The snapshots are important because they provide a record of the Policy and Environment settings at the time of invocation. Privitar does not prevent a Policy or Environment from being modified after being used in a Job. When debugging, it may be useful to refer to these snapshots.
To view more detail about the running of a Batch Job, in the Job History tab, click on Diagnostics in the Diagnostics column for the Batch Job you are interested in. Click on Download to download the diagnostic file.

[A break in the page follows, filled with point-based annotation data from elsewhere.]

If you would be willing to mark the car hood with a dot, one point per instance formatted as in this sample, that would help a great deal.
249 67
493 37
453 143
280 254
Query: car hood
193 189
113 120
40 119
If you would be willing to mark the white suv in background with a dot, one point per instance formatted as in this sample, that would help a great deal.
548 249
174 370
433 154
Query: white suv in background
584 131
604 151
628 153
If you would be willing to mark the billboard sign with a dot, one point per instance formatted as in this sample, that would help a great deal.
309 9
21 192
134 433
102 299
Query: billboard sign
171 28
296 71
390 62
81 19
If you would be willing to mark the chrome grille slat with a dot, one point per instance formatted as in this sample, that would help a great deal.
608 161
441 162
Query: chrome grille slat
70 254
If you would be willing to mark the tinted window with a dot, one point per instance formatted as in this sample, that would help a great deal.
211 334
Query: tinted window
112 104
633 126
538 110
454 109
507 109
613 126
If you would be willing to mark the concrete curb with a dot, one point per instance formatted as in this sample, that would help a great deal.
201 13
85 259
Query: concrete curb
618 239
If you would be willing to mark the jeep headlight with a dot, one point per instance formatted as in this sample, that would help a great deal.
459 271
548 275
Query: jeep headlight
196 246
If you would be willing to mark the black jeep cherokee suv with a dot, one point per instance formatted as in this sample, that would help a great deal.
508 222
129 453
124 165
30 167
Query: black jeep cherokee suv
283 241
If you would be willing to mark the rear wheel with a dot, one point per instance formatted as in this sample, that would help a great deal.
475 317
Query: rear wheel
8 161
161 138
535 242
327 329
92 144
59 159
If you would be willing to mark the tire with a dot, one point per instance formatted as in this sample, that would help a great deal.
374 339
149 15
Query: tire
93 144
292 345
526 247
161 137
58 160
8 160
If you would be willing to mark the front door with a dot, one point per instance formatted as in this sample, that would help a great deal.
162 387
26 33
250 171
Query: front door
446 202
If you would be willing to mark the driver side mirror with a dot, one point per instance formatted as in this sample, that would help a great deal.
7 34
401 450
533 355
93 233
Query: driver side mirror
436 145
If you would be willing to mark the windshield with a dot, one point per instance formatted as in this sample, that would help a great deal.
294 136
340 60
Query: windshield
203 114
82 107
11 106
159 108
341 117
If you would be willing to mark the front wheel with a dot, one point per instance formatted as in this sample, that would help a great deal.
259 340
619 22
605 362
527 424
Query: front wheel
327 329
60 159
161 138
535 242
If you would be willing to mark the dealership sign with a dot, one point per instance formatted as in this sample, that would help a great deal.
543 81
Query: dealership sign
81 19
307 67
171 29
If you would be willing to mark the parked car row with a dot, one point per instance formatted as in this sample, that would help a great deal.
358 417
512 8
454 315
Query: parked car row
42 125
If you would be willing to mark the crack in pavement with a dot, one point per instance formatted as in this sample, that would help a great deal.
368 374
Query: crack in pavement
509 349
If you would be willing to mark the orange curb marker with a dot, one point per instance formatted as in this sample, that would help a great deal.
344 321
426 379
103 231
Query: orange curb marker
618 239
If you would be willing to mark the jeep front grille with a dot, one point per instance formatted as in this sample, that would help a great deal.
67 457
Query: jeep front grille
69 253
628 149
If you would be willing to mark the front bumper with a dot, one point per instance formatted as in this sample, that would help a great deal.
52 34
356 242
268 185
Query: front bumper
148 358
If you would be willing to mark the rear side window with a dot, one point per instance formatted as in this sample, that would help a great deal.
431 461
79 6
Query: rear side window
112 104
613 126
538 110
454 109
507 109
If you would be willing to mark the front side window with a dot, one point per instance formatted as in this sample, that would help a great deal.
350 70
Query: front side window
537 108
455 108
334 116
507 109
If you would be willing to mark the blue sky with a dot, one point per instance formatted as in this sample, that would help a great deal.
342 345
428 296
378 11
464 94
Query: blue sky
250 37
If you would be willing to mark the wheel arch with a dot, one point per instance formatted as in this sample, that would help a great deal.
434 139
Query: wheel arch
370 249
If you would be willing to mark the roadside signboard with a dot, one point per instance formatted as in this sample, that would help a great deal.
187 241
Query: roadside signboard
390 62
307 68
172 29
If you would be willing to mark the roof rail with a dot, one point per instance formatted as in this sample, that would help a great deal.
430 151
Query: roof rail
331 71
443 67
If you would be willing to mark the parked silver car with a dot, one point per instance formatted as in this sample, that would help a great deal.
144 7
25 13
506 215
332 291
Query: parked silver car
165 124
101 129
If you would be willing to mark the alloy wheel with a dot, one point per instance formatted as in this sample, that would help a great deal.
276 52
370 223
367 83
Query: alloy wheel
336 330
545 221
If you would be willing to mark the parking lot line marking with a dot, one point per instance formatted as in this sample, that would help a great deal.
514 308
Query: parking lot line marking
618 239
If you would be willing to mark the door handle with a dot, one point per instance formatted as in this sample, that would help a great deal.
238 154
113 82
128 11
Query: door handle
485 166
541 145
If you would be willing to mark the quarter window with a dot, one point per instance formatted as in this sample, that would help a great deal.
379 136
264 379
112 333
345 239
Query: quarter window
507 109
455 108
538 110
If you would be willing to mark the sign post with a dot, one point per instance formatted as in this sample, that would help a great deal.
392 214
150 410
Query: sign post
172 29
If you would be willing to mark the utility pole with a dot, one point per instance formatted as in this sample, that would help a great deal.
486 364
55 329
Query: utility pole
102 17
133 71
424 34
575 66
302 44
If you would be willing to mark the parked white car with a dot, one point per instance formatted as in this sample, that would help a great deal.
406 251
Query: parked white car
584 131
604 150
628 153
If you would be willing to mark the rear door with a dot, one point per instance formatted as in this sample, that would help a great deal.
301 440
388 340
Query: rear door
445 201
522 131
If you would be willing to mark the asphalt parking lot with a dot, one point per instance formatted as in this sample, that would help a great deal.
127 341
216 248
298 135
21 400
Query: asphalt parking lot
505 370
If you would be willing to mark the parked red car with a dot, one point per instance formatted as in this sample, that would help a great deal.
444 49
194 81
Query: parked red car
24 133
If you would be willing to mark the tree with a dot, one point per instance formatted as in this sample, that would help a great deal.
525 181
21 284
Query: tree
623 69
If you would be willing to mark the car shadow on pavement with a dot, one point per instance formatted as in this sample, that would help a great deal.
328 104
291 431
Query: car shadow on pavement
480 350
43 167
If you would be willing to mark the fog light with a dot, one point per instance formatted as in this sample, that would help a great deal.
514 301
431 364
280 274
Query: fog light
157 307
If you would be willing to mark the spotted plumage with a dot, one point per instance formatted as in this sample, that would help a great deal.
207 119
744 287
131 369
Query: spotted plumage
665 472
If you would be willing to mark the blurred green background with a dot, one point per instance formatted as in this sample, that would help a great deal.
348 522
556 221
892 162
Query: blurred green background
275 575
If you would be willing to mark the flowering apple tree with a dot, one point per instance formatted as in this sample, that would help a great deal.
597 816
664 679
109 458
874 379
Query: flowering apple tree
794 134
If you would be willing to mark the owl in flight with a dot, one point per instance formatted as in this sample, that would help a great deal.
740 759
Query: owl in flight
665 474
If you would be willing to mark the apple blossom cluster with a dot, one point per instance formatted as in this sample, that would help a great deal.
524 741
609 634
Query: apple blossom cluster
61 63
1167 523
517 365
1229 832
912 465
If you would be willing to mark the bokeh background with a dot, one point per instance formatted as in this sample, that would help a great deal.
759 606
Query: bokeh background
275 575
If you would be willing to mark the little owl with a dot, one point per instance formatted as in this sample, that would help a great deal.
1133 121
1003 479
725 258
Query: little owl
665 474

Finding a Batch Job's API ID
To invoke a Job from the Privitar Automation v3 APIs, its ID is required. This is a unique alphanumeric code associated with the Job.
The Job Details page displays the Job ID field containing the Job ID.
Data Flow Jobs
The following sections cover some of the tasks associated with Data Flow Jobs.
All of the following sections assume you are viewing the Job Details page for a particular Job. To navigate to the Job Details page, follow these steps:
Select Jobs from the Navigation sidebar. The Jobs page is displayed.
Select the Data Flow Jobs tab.
Finding the unique ID of a Data Flow Job
To set up a data flow plug-in Job, the Data Flow Job ID is required. This is a unique alphanumeric code associated with the Job.
The Job Details page displays the Job ID field containing the Job ID.
For more information about Data Flow jobs, see What are Data Flow Jobs?.
Downolading the input and output formats of a Data Flow Job
To configure a data flow plug-in, the input format and the output format of a Data Flow Job are required.
To download the Avro schema definition of a Schema:
Click on the row-select button to select a Data Flow Job.
Select Export Input/Output Format from the Actions menu. The Export dialog box is displayed.
Select Input or Output as the format to download.
Click on Export to download the file.
Privitar On Demand Jobs
The following sections cover some of the tasks associated with On Demand Jobs. For more information about Privitar On Demand Jobs, see About Privitar on Demand.
Finding the unique ID of a Privitar On Demand Job
To set up a Privitar on Demand Job that can be called through the SDK or Privitar on Demand HTTP API, the Job ID is required. This is a unique alphanumeric code associated with the Job.
To find this for a specific Privitar On Demand Job:
Select Jobs from the Navigation sidebar. The Jobs page is displayed.
Select the Privitar On Demand Jobs tab.
Select the name of the Job in the Name column.
The Job Details page is displayed. The Job ID field contains the Job ID.